Os desastres ambientais têm efeitos diretos de curto, médio e longo prazo, assim como efeitos indiretos sobre a saúde e bem estar das populações. Devido à complexidade, é importante entendermos a saúde através de conceitos mais novos e interdisciplinares como a Saúde Única (“One Health”). Ela é um movimento que busca estabelecer colaborações iguais e inclusivas entre médicos, veterinários, dentistas, enfermeiras e outras áreas relacionadas à saúde e ao meio ambiente, incluindo Centros para Controle e Prevenção de Doenças e Departamentos de Agricultura. Entende-se a saúde de forma mais holística e integrada, ou seja, saúde é influenciada por diversos fatores, inclusive os sociais e ambientais. Fazendo um paralelo com o contexto do artigo, não basta pensarmos só no resgate e auxílio às populações humanas. Devemos pensar em ações e frentes amplas que vão atuar nos mais variados contextos.
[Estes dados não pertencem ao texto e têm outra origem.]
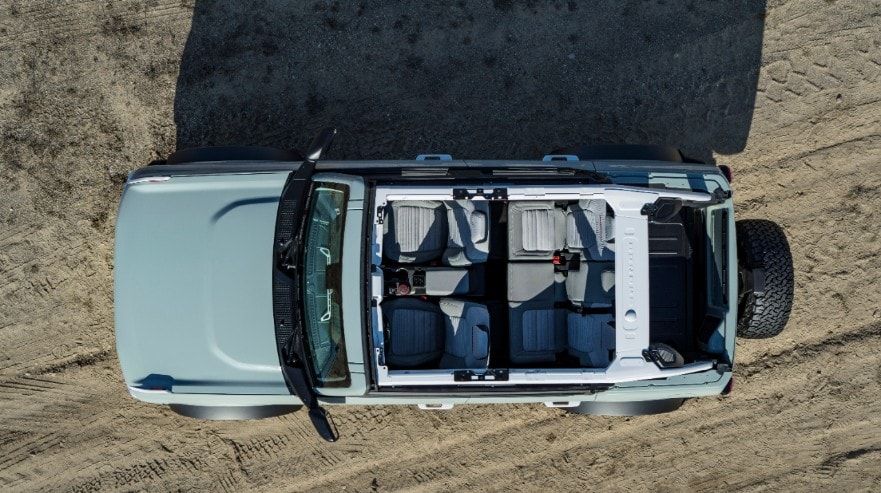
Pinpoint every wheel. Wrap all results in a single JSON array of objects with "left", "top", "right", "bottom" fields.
[
  {"left": 551, "top": 144, "right": 698, "bottom": 163},
  {"left": 566, "top": 398, "right": 685, "bottom": 416},
  {"left": 168, "top": 404, "right": 303, "bottom": 421},
  {"left": 165, "top": 147, "right": 303, "bottom": 164},
  {"left": 736, "top": 219, "right": 794, "bottom": 339}
]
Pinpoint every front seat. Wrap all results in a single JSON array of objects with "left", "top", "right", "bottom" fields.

O trabalho de veterinários em interação com outros profissionais em desastres ambientais mostrou-se eficaz e necessário para o resgate de animais. Estes, além de fazerem parte das famílias afetadas e serem sensíveis (capazes de sentir), também são personagens importantes no cenário epidemiológico antes, durante e depois da ocorrência de um desastre.

Com relação a ação de veterinários no resgate de animais durante desastres ambientais, o primeiro grupo formado foi em 2011 e de forma voluntária para atuar em resgates de animais domésticos. Ao longo dos anos, os grupos perceberam a necessidade de treinamentos especializados para que suas ações pudessem ser cada vez mais eficazes. É essencial que os profissionais se aprofundem em medicina veterinária coletiva, uma vez que desastres ambientais englobam aspectos como bioética, zoonoses, bem-estar e comportamento animal, gestão de recursos humanos, adoção e até mesmo educação humanitária.
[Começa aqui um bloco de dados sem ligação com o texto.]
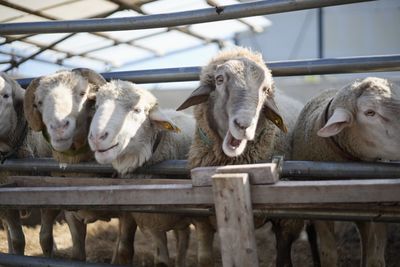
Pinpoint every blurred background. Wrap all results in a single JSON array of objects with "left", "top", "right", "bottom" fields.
[{"left": 0, "top": 0, "right": 400, "bottom": 108}]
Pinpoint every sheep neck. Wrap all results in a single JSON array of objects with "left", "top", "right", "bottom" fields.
[
  {"left": 320, "top": 98, "right": 360, "bottom": 161},
  {"left": 0, "top": 101, "right": 28, "bottom": 163},
  {"left": 42, "top": 128, "right": 90, "bottom": 157}
]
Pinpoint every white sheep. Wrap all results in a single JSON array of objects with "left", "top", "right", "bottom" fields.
[
  {"left": 178, "top": 48, "right": 303, "bottom": 266},
  {"left": 0, "top": 73, "right": 50, "bottom": 255},
  {"left": 292, "top": 77, "right": 400, "bottom": 266},
  {"left": 89, "top": 80, "right": 194, "bottom": 267},
  {"left": 24, "top": 69, "right": 106, "bottom": 260}
]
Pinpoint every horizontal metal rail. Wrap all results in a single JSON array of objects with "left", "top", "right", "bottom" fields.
[
  {"left": 0, "top": 178, "right": 400, "bottom": 206},
  {"left": 0, "top": 253, "right": 132, "bottom": 267},
  {"left": 18, "top": 55, "right": 400, "bottom": 87},
  {"left": 0, "top": 0, "right": 372, "bottom": 34},
  {"left": 0, "top": 158, "right": 400, "bottom": 180}
]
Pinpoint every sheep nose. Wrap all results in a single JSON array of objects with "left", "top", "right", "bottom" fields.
[
  {"left": 50, "top": 119, "right": 71, "bottom": 130},
  {"left": 233, "top": 119, "right": 250, "bottom": 130},
  {"left": 89, "top": 132, "right": 108, "bottom": 141}
]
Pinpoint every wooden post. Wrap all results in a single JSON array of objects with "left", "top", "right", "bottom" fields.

Apenas em 2019 foi criado o Grupo de Resgate de Animais em Desastre (GRAD) e com a constante atuação dessa frente uma nova linha de atividade profissional foi oficialmente instituída: a medicina veterinária de desastres.
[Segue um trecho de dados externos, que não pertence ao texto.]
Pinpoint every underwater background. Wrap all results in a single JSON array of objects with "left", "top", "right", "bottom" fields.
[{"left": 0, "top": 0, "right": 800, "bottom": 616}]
Figura 2: Voluntários atuam no resgate de animais em cidades atingidas pela chuva, no ES. Foto: Divulgação/ GRAD

Em desastres ambientais é essencial a articulação entre diferentes esferas políticas (municipal, estadual e Federal) e diferentes setores (meio ambiente, segurança, saúde, economia e etc). Para harmonizar as estratégias e ações é fundamental ter um plano e/ou políticas públicas já estabelecidas. No Brasil, existe a Política Nacional de Proteção e Defesa Civil (PNPDEC), instituída por meio da Lei 12608/2012. No entanto, esta política não detalha as ações relacionadas aos animais entre as principais ações de assistência às vítimas de desastres; menciona apenas o manejo de animais domésticos e o sepultamento de animais em locais apropriados, de acordo com as regras de zoonoses, não considerando todo o conceito de Saúde Única (“One Health”).

Somente em 2020 foi aprovado o “Plano Nacional de Contingência de Desastres em Massa Envolvendo Animais” para apoiar a conduta dos profissionais que atuam no campo. O documento se tornou referência nacional na área. A construção do plano só foi possível através dos estudos sobre os desastres ocorridos no Brasil na última década. Os dados e documentos que foram gerados ao longo dos anos serviram de base para as análises e pôde-se definir ações mais próximas da realidade, consequentemente ações mais eficazes. Dessa forma, fica evidente a importância da documentação, das bases de dados e pesquisas científicas sobre esse tema.

Por fim, destacamos a necessidade de investimentos nas instituições responsáveis pelas coletas de dados e informações. Com o conhecimento adequado podemos nos preparar de forma cada vez mais eficiente para enfrentar as dificuldades. Da mesma forma, podemos usá-lo para debater sobre sustentabilidade, como alcançá-la e como impedir que desastres ambientais de origem antrópica continuem acontecendo.

Esse é um texto de divulgação científica do PROGRAMA MINAS DE LAMA, da Universidade Federal de Juiz de Fora, elaborado com base no artigo:

SÁSSI, Carla et al. One decade of environmental disasters in Brazil: the action of veterinary rescue teams. Frontiers in Public Health, v. 9, 2021.